THE UPPER WOLFCAMPIAN – LOWER LEONARDIAN TRANSGRESSIVE SEQUENCE SET OF THE PERMIAN BASIN: WAS EARLY PERMIAN TRANSGRESSION DRIVEN BY DEGLACIATION OF GONDWANA?

The Early Permian was a time of significant global climate change. Through this interval earliest Permian (Asselian and Sakmarian) icehouse glaciation across Gondwana gave way to an essentially ice-free Gondwana with only minor Middle Permian glaciation in Australia (plus minor glaciation in portions of Siberia). The interval of most intense deglaciation was through the late Sakmarian and Artinskian, as indicated by dating of terminal glacial deposits around Gondwana and corroborated by isotope data. Thus, with the collapse of Gondwana ice centers, a significant period of sea-level rise should be recorded in far – field sedimentary records, including the Lower Permian succession of the Permian Basin.
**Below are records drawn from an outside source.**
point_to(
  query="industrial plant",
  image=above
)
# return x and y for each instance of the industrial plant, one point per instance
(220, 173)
Upper Wolfcampian and lower Leonardian strata of the Permian Basin roughly span the Sakmarian - Artinskian interval. Sakmarian and early Artinskian stratal motifs of the Cisco Group on the Eastern Shelf of the Midland Basin display classic icehouse cyclicity indicating high amplitude, high frequency changes in sea – level. However, the overlying Artinskian-aged (uppermost Wolfcampian – lower Leonardian) Wichita-Albany Group contains thick, carbonate – dominated sequences with well-developed parasequences that progressively onlap the Eastern Shelf. This long-term interval of transgression culminates with the regionally extensive Lueders Limestone, which is overlain by the prograding red bed coastal plain depo-systems of the Clear Fork Group. Thus, the Wichita-Albany Group represents a long-term, transgressive set of sequences that appear to be coincident with significant deglaciation on Gondwana.
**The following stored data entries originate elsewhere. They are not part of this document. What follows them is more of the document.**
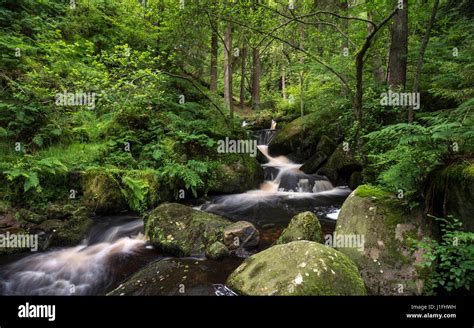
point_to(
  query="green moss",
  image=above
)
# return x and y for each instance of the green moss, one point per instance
(371, 191)
(183, 231)
(303, 226)
(297, 268)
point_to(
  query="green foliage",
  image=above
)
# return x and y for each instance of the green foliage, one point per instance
(451, 260)
(403, 155)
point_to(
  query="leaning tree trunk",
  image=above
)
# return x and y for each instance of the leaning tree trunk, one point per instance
(228, 69)
(256, 78)
(397, 66)
(214, 54)
(419, 66)
(242, 75)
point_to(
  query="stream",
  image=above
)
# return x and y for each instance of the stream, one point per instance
(116, 247)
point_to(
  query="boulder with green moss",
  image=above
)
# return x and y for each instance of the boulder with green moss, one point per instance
(217, 251)
(324, 149)
(453, 193)
(102, 191)
(387, 261)
(340, 166)
(183, 231)
(299, 137)
(238, 173)
(303, 226)
(297, 268)
(241, 234)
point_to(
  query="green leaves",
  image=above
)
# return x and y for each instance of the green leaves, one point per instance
(451, 260)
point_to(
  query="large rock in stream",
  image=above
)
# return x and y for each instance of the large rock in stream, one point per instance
(238, 173)
(299, 138)
(297, 268)
(183, 231)
(387, 260)
(303, 226)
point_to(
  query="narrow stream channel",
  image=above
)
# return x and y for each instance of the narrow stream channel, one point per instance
(116, 247)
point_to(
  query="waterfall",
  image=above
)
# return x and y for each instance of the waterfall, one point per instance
(76, 270)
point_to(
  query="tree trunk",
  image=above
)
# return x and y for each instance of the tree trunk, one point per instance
(228, 69)
(283, 83)
(302, 37)
(419, 66)
(378, 70)
(242, 75)
(397, 67)
(214, 54)
(256, 79)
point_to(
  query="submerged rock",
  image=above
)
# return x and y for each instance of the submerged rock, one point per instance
(217, 251)
(174, 277)
(387, 262)
(303, 226)
(324, 149)
(297, 268)
(299, 137)
(183, 231)
(339, 167)
(241, 234)
(239, 173)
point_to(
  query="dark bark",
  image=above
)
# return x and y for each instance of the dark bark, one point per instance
(214, 54)
(421, 56)
(242, 76)
(397, 65)
(256, 78)
(228, 96)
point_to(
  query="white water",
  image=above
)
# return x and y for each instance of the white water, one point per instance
(72, 271)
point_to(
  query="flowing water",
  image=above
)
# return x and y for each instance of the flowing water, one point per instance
(116, 247)
(285, 192)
In the Glass Mountains, western Midland Basin and northern Delaware Basin, the upper Wolfcampian through lower Leonardian interval has long been recognized as a time of carbonate platform backstep and aggradation with associated slope debris flow aprons and starved basin facies. Given current biostratigraphic resolution, this significant change in platform architecture appears to be coincident with Wichita-Albany transgression, and thus also a potential product of the collapse of the Late Paleozoic icehouse.